Sejong Corpora are widely used for Korean Language Processing and contains POS(Part of Speech) tagged corpus, word sense tagged corpus, dependency tree tagged corpus, and Korean-English parallel corpus. However, it also contains many kinds of errors although the corpora had been built by well-trained annotators. In this thesis, we specially are interested in the errors which are involved in Sejong POS tagged corpus. The errors cause bad performance of the systems which are trained via the corpus, and should be minimized. It, however, is not easy to detect and correct the errors in the corpus because the proportion of the errors is large and the kinds of the errors are very diverse. Furthermore, detecting and correcting the errors are laborious, time-consuming and then spend large expense.

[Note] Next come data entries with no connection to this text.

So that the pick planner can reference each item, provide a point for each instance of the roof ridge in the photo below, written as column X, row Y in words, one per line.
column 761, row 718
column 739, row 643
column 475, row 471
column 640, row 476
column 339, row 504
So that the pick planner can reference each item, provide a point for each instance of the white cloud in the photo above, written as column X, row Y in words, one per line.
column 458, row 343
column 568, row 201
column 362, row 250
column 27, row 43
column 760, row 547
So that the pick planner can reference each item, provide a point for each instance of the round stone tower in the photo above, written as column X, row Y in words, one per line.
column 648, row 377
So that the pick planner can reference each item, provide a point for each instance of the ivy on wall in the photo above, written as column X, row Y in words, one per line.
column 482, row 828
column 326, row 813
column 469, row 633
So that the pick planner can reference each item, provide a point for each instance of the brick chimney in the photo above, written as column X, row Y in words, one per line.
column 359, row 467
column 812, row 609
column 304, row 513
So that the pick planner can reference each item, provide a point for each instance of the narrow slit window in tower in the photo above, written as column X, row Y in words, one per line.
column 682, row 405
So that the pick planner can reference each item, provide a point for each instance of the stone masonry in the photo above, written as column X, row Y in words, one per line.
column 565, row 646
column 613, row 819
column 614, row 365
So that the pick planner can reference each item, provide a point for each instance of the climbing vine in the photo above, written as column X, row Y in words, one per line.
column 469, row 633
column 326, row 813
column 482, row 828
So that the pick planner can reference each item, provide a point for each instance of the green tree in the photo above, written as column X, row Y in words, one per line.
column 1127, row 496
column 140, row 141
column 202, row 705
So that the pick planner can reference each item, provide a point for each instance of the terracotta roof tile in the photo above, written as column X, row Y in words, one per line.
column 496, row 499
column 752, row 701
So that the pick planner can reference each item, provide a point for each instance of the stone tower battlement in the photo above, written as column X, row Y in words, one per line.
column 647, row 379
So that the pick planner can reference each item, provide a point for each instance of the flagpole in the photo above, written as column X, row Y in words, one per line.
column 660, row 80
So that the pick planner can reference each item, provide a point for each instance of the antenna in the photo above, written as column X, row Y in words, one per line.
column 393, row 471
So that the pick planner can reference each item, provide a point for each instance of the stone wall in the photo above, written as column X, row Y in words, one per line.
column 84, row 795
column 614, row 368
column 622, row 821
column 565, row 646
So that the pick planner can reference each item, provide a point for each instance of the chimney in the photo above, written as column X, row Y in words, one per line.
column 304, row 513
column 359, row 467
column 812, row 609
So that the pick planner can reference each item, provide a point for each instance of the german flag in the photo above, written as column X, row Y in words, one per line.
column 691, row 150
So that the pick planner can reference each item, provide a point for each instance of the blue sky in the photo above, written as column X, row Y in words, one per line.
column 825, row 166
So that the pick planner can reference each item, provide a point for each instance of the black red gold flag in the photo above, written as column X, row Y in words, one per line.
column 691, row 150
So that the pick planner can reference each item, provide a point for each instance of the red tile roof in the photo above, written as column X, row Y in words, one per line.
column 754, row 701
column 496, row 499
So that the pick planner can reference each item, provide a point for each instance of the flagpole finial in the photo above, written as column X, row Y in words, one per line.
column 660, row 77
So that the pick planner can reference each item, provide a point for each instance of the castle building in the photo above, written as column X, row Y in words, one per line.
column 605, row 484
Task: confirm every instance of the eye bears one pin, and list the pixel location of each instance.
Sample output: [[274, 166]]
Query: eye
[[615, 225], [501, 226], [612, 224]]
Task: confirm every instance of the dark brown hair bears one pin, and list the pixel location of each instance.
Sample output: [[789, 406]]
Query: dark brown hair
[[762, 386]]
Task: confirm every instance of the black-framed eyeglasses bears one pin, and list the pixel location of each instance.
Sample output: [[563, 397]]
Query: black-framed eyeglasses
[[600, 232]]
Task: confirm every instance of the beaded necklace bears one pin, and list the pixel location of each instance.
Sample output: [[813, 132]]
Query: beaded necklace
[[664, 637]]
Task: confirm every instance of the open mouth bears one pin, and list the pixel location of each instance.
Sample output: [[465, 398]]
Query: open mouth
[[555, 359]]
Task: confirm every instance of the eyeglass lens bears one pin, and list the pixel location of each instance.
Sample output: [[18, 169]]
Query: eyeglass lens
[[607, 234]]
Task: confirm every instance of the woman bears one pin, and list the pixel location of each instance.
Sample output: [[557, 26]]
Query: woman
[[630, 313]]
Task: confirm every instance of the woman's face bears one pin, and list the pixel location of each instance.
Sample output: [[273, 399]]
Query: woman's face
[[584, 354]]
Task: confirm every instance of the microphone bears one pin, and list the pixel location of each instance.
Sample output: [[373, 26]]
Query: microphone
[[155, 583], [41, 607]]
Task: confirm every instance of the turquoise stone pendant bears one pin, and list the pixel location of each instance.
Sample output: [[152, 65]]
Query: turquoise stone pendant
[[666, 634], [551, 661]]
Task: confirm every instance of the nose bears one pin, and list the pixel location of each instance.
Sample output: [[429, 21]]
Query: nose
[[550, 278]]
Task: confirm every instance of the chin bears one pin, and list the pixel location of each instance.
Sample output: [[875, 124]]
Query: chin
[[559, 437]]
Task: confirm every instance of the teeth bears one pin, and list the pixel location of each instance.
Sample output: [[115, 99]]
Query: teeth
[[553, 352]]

In this thesis, we propose the error correction tool for efficiently detecting and correcting the errors in the Sejong POS tagged corpus. We automatically detect the errors using the methods for morphological generation and automatic word spacing. The former is used for insertion and deletion errors and spelling errors, and the latter is for word spacing errors. Also we semi-automatically correct the errors using graphical user interface (GUI), which is implemented in Java. The GUI consists of four major functions: the spelling error correction, the morpheme deletion correction, the morpheme insertion correction, and the morphological re-analysis. The GUI is designed to reduce laborious tasks and repetitive behavior patterns.
We have observed that there’s been a nine-fold reduction in the duration for error detection and correction at the least when applying the proposed tool to Sejong POS tagged corpus. We have also shown that error correction speed has steadily increased through experiments. As a result, the proposed tool is very promising for error detection and correction.